1382. Wyclif, Matt. xiii. 58. He dide nat there manye vertues, for the vnbyleue of hem.
a. 1400. New Test. (Paues), Heb. iii. 12. Loke ȝe, wheþer þer be in any of ȝou an efel herte of vnbylefe.
1526. Tindale, Rom. xi. 20. Be cause of vnbeleve they are broken of.
1567. Gude & Godlie B. (S.T.S.), 13. Sail vs from dispair, From unbeleue, and Lollardis lair.
β. 1531. Tindale, Exp. 1 John ii. (1538), 39. The doctrine of them that say, vnbelefe to be the mother of al vyce.
1597. Hooker, Eccl. Pol., V. xxii. § 4. Their vnbeleefe in that case we may not impute vnto any weakness in the meanes.
1634. Milton, Comus, 519. Such there be, but unbelief is blind.
1680. Flavel, Meth. Grace, xxxii. Positive Unbelief, is the Sin of Men and Women under the Gospel.
1705. Atterbury, Serm. (1726), II. 51. For the Mind doth, by every degree of affected Unbelief, contract more and more of a general Indisposition towards Believing.
180910. Coleridge, Friend (1865), 57. As much as I love my fellow-men, so much and no more will I be intolerant of their heresies and unbelief.

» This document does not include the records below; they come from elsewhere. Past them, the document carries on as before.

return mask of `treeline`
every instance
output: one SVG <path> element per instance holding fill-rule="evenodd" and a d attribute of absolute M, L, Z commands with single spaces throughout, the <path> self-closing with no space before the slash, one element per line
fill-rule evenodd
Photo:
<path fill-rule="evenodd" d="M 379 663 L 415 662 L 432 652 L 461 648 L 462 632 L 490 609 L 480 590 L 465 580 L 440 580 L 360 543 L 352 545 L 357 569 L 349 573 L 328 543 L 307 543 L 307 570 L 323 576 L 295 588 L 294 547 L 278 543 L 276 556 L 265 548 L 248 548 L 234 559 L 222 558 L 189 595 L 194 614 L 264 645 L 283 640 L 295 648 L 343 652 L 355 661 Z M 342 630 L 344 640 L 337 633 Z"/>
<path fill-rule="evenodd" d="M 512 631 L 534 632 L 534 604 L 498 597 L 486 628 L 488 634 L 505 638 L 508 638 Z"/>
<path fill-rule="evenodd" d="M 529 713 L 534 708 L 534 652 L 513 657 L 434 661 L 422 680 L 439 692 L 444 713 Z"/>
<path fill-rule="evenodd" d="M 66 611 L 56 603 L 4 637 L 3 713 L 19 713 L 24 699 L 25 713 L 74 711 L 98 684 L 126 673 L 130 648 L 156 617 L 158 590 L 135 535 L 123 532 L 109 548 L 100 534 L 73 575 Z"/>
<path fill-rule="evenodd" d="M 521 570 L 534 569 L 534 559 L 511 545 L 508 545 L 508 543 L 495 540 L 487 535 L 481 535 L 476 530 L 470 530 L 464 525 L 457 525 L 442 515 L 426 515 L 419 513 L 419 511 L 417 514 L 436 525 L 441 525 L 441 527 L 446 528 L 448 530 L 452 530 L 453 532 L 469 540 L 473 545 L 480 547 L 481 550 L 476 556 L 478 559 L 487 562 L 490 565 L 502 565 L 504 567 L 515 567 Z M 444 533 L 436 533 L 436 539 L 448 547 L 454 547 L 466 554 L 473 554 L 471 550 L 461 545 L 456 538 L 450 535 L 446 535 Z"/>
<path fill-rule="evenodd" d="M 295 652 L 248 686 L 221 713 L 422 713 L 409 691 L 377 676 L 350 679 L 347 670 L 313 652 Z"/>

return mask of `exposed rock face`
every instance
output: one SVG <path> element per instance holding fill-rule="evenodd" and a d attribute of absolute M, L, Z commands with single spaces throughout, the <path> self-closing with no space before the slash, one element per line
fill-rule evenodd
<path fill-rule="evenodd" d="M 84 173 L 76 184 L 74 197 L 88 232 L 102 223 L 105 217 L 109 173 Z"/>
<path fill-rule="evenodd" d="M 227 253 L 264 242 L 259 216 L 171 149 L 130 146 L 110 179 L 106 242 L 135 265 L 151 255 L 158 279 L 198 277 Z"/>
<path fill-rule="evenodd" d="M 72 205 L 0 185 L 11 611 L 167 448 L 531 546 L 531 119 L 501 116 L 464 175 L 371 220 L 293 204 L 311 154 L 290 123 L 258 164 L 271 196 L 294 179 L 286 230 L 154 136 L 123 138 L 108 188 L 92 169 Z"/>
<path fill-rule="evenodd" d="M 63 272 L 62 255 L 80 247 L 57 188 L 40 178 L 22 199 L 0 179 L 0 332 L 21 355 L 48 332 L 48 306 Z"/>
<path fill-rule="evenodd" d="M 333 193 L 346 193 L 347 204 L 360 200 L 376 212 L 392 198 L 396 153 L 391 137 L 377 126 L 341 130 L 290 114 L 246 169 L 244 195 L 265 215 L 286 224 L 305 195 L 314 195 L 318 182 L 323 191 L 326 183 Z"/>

1858. J. Martineau, Stud. Chr., 27. The second of these books would be condemned for heresy, and the first for unbelief.
1897. Liddon, etc., Life Pusey, IV. iii. 73. Those forms of German unbelief with which he had become painfully familiar at Göttingen.
b. In general use.
1649. J. Taylor (Water P.), Western Voy., 15. It is a hazard of the losse of a travellers liberty by either their unbeliefe or misprision.
a. 1800. Cowper, Odyssey (ed. 2), XIV. 177. Since, hopeless of thy lords return, Thou art thus resolute in unbelief.
1855. Poultry Chron., II. 566/1. The tables were turned on me by the man, who had I suppose observed my previous gesture of unbelief.
1900. Longm. Mag., March, 465. I had received the news with contemptuous unbelief.
c. Personified.
1744. Akenside, Pleas. Imag., III. 122. Where watchful Unbelief Darts through the thin pretence her squinting eye.
1781. Cowper, Truth, 445. Thus often unbelief, grown sick of life, Flies to the templing pool, or felon knife.